“Please defer your oration until it is too dark to see,” begged Grace laughingly. “I prefer to enjoy the view now.”
“Hippy being wound up, you can’t stop him. I know, for I have tried many, many times,” whispered Nora.
“Set in the sapphire rocks of the great colorful mountains, held back by the dam, like Hoppi, the Nile God, at whose magic touch the mighty Egyptian River brings forth such abundance, our prosaic Uncle Sam is causing the desert—Whoa! Wha—”
Lieutenant Wingate’s pony, left to its own devices while its master was lost in the glory of his own oratory, had nosed off the trail to browse, and stepped on a rounded rock. The pony, in trying to recover its balance, went down violently on its knees. Hippy went over the animal’s head, landing on his back in the dirt at the side of the trail.

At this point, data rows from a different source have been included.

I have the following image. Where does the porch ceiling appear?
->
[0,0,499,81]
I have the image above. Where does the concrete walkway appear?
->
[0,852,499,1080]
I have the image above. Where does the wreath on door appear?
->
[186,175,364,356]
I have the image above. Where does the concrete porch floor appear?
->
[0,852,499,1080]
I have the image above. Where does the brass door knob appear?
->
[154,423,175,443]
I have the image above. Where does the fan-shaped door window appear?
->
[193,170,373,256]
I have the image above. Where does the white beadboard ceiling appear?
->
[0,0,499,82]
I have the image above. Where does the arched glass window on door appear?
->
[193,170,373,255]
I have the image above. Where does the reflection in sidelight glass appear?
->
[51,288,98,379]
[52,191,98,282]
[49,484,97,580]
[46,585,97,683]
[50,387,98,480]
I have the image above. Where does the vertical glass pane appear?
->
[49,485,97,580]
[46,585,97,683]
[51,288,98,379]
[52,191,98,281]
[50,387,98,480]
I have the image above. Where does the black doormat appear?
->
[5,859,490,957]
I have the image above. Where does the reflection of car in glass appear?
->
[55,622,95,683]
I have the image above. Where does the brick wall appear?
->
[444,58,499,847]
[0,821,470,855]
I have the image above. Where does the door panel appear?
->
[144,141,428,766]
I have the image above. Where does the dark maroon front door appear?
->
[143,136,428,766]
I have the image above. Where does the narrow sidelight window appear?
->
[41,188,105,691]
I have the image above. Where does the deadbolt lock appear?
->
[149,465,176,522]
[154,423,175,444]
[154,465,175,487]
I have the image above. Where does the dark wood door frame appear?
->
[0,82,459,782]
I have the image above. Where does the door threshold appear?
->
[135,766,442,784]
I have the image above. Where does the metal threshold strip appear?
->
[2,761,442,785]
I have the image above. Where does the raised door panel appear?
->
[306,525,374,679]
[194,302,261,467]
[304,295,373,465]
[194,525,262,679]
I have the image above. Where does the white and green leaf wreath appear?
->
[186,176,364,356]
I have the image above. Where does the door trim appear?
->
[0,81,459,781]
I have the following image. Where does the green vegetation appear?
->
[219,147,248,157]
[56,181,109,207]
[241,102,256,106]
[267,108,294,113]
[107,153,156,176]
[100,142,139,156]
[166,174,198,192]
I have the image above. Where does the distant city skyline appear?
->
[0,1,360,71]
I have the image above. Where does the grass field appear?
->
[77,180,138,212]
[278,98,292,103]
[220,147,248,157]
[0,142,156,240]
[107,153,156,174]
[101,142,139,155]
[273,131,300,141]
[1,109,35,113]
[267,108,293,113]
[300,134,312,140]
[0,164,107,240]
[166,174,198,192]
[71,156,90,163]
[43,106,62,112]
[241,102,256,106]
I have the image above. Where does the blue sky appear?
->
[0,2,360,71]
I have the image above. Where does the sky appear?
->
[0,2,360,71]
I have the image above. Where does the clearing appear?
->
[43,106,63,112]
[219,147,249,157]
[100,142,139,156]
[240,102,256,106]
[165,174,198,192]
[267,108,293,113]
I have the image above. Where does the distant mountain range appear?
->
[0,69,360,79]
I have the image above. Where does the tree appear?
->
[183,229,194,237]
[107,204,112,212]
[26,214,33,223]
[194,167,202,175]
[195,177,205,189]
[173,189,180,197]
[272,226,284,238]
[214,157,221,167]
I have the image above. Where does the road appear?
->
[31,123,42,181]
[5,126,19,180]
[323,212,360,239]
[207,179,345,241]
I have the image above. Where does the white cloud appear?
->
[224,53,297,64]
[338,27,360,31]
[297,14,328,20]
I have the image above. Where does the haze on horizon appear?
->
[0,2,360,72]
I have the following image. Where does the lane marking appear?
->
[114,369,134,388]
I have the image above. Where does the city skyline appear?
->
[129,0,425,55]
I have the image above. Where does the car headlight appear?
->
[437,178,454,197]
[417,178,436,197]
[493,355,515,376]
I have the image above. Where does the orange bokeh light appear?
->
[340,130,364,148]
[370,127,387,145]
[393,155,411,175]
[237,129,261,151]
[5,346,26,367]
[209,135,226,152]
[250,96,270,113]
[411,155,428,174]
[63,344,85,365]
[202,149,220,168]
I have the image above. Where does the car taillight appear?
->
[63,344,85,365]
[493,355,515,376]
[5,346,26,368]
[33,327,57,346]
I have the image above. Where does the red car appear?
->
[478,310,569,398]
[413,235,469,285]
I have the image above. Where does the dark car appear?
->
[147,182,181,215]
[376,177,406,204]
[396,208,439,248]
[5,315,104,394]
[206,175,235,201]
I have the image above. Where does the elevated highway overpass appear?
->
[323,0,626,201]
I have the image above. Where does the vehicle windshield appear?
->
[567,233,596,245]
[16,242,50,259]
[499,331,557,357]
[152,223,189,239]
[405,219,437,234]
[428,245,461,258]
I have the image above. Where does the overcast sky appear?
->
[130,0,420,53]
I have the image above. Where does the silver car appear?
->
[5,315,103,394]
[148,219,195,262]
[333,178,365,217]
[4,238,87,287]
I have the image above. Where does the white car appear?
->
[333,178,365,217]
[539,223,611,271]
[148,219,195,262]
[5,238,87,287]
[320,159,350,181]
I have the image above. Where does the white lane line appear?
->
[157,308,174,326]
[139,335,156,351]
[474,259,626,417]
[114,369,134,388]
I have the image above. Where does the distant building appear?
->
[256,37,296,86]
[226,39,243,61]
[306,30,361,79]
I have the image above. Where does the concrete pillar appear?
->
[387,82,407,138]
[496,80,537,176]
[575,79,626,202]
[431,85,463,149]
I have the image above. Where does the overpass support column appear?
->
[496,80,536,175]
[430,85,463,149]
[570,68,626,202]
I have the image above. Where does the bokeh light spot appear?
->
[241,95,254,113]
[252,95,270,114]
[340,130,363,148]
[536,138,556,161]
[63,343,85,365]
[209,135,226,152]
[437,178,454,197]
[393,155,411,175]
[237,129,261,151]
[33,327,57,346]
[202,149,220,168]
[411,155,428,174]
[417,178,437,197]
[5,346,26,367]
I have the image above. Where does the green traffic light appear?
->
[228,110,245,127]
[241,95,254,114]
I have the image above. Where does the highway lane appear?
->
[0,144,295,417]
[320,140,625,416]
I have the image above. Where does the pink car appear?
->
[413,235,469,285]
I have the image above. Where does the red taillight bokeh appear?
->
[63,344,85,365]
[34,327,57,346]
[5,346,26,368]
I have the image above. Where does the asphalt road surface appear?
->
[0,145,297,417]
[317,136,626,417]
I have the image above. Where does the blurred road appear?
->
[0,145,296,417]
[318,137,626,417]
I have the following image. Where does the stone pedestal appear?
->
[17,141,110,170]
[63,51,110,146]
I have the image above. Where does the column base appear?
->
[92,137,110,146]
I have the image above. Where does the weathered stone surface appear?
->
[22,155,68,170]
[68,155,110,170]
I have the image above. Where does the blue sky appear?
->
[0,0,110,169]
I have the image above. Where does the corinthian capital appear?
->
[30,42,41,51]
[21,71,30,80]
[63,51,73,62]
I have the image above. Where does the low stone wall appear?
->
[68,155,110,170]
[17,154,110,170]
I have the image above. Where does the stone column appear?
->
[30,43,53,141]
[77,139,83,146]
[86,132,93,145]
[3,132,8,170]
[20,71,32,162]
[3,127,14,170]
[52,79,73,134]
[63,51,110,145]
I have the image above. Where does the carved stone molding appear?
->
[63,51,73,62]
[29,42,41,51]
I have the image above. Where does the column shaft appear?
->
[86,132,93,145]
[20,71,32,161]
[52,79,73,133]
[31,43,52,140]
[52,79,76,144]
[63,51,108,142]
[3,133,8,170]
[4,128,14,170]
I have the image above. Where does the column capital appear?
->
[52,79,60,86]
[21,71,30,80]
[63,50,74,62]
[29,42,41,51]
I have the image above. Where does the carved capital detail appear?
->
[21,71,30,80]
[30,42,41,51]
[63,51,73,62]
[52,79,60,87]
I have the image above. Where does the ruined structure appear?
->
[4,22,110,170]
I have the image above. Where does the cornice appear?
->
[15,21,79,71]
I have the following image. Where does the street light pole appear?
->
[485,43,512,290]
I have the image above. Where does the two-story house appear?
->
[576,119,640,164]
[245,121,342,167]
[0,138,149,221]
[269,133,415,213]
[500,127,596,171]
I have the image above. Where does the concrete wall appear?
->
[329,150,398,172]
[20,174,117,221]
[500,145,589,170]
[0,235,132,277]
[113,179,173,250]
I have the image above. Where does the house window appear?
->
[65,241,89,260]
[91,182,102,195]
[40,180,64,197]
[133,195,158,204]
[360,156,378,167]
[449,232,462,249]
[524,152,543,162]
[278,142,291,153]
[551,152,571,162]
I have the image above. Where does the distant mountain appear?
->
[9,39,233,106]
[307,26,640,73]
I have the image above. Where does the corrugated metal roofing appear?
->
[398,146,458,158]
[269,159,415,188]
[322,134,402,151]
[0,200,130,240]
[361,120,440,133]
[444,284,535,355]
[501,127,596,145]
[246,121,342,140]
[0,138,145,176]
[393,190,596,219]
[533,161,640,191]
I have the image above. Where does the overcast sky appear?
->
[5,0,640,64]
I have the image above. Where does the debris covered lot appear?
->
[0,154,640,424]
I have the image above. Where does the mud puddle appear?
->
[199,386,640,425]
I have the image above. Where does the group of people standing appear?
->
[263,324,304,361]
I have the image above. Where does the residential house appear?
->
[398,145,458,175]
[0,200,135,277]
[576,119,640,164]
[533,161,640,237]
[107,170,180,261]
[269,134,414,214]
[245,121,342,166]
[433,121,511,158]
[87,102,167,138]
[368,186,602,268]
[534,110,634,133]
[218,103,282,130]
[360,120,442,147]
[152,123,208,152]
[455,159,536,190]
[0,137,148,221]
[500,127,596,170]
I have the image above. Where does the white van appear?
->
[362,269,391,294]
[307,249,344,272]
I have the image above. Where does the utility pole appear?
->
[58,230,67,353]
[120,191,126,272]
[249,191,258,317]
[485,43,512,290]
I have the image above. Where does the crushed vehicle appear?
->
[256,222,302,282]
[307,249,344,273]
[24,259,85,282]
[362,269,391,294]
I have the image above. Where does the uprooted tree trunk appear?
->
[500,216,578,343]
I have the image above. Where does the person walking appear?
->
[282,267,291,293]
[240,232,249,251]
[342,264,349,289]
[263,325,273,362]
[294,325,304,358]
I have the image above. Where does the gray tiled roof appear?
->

Hippy uttered a grunt when he struck the ground.
“He’s killed! He’s killed!” cried Nora. “Serve him right if he is.”
“Oh, Nora, don’t say that,” begged Grace, restraining her laughter.
Hippy sat up slowly and picked up his sombrero.
“As I was saying when, for the moment checked by this trifling brute-interruption,” spoke Hippy, “our prosaic Uncle Sam is causing the desert to bloom as the rose. The dam is two hundred and eighty feet high. That is the distance through which the overflow falls into Salt River Canyon. Ladies and gentlemen—that includes myself—I have finished.” Hippy got up and began brushing the dirt from his clothes.
“The kind Fates be thanked,” murmured Elfreda Briggs.